Nearly one-third of existing water systems in Ghana are not operating due to lack of maintenance, and many more operate below their design capacity. The new education initiative is designed to change this narrative. 

“Young people will study solar pumps, water systems, treatment, distribution, how to reduce non-revenue water, irrigation, and so forth. This will equip them with employable skills and will support efforts to bridge the skills gap that small-town water implementers face across the region,” says Xorlali Yao-Kuma Kpodo, Engagement Manager, Grundfos SafeWater.  

Students waving and cheering.

Happy students at the launch event. Photo: Global Water Center

Partnership for education

Two curricula for the programme will give school-leavers the skills to install and maintain small-scale water systems, particularly in rural areas. The curricula were approved in October 2023 by the Board of Ghana’s Commission for Technical and Vocational Education and Training (CTVET) and has been developed in partnership with Safe Water Network, Cleanearth Scientific, Water Mission, UNICEF, Jahan Engineering, the Ghana Technical & Vocational Education Training (TVET) Service, Dr. Stephen Turkson and Grundfos distributors are also partnering.

The president of Ghana’s Commission for Technical and Vocational Education and Training (CTVET) with students. Photo: Global Water Center

Ghana has about 100 TVET institutions, 47 of them supported by the government — these are the ones that can now run the curriculum.

Eileen Jarnholt, Project Manager for TVET Development at Global Water Center —  — says: “National Certificates I and II in Water Technology have been approved. Project partners are working together with the pilot school to prepare the staff and facilities for student to begin in January 2024.” 
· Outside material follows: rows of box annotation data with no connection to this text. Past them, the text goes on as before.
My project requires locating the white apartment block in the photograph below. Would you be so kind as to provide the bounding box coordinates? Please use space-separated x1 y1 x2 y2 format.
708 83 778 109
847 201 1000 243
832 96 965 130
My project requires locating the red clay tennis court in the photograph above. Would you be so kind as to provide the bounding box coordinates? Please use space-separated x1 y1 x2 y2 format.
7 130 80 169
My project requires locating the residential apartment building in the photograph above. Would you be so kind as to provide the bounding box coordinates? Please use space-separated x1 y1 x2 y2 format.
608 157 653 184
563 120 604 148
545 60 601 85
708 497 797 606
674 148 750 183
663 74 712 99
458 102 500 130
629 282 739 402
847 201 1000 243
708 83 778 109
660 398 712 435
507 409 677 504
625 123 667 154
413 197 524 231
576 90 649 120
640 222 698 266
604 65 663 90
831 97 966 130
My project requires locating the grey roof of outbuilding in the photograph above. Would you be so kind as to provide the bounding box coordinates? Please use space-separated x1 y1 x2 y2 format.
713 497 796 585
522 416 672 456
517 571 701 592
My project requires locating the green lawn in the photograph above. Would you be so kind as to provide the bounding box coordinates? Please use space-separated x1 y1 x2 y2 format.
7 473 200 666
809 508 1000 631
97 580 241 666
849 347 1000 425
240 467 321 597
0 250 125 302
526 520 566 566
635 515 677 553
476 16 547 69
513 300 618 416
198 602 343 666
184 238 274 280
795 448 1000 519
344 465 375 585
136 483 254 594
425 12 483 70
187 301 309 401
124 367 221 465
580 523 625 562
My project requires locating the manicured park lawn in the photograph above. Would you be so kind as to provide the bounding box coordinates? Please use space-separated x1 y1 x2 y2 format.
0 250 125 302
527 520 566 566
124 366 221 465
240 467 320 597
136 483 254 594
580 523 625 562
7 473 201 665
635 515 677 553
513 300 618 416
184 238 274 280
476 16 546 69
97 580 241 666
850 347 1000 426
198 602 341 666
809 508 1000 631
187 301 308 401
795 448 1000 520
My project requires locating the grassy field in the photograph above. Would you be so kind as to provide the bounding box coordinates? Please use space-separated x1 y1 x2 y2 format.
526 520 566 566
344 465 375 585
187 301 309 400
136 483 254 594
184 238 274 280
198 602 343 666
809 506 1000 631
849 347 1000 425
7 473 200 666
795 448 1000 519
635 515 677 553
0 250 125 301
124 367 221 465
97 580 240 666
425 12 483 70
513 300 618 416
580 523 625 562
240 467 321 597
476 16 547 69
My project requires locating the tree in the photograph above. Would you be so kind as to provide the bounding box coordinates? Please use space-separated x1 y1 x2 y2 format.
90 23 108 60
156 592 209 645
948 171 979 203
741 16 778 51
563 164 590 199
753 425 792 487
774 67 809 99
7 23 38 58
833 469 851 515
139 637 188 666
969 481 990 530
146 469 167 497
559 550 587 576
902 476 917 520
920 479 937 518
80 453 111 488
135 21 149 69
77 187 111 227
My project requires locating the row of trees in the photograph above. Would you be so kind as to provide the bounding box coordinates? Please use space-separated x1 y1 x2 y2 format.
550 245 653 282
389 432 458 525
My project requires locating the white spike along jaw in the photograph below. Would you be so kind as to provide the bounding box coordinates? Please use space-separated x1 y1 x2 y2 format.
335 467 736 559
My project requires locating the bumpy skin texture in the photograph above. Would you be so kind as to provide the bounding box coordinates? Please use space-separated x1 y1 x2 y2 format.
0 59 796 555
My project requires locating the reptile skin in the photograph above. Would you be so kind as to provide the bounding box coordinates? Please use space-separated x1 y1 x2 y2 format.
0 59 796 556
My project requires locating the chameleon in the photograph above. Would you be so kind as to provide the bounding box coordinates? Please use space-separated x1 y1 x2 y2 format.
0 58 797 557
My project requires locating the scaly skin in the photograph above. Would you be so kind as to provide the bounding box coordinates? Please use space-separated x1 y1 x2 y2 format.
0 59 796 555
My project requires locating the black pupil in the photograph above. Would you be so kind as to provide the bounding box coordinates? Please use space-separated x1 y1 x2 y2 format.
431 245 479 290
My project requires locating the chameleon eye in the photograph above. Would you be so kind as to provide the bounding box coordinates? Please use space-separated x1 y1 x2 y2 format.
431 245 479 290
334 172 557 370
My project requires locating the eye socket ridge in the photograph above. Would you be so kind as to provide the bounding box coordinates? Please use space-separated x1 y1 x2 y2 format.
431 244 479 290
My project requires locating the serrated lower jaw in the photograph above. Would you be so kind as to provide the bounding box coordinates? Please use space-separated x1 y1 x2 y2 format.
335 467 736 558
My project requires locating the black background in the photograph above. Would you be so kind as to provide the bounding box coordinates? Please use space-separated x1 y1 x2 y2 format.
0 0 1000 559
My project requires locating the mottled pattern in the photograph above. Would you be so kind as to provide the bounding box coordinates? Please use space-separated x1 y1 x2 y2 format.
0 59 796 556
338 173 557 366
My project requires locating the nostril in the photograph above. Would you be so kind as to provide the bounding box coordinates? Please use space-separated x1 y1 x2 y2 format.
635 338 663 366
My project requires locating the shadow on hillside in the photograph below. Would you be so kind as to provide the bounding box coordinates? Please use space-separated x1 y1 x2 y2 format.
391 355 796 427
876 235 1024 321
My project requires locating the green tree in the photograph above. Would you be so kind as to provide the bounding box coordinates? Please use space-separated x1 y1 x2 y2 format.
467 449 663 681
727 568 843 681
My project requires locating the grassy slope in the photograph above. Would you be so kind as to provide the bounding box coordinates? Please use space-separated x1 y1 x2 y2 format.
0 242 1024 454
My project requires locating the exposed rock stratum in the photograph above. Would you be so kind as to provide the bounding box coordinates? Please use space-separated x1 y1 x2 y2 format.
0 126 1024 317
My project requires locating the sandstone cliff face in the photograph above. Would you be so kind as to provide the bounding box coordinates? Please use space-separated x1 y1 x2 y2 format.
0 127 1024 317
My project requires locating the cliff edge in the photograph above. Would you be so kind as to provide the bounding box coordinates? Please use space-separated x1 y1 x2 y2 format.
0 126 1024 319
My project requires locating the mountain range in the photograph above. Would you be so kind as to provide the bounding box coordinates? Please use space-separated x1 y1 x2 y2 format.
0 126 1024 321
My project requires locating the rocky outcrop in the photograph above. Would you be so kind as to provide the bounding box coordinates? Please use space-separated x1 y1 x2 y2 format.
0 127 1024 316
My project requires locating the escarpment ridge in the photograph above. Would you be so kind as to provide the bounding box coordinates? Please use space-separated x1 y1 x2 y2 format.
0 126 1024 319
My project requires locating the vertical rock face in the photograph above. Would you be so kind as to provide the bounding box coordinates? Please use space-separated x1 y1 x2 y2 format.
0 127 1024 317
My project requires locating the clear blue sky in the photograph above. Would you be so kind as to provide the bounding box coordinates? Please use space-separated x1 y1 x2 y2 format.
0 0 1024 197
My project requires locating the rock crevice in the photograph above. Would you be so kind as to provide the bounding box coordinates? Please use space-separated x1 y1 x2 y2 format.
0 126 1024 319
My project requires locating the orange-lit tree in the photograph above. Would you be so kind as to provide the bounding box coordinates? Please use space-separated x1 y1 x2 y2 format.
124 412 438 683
Benjamin Filskov, Senior Director, Strategic Initiatives & Collective Impact at Global Water Center, says the next phase of the initiative will see the development of occupational standards and learning materials for the National Proficiency I & II qualifications. “This will create a pathway for the most marginalised youth without any formal education to enter the workforce in the water sector.” 

The lab features advanced solar pumping equipment.

The lab boasts advanced solar pumping equipment. Photo: Global Water Center

The partners hope this certification can be replicated across the country and provide the basis to scale the concept across the continent

“Building skills is core to our values,” says Anise Sacranie, Water Access Director, Grundfos SafeWater. “This programme does just this in rural areas where the need is greatest to ensure that water systems are reliable and sustainable!”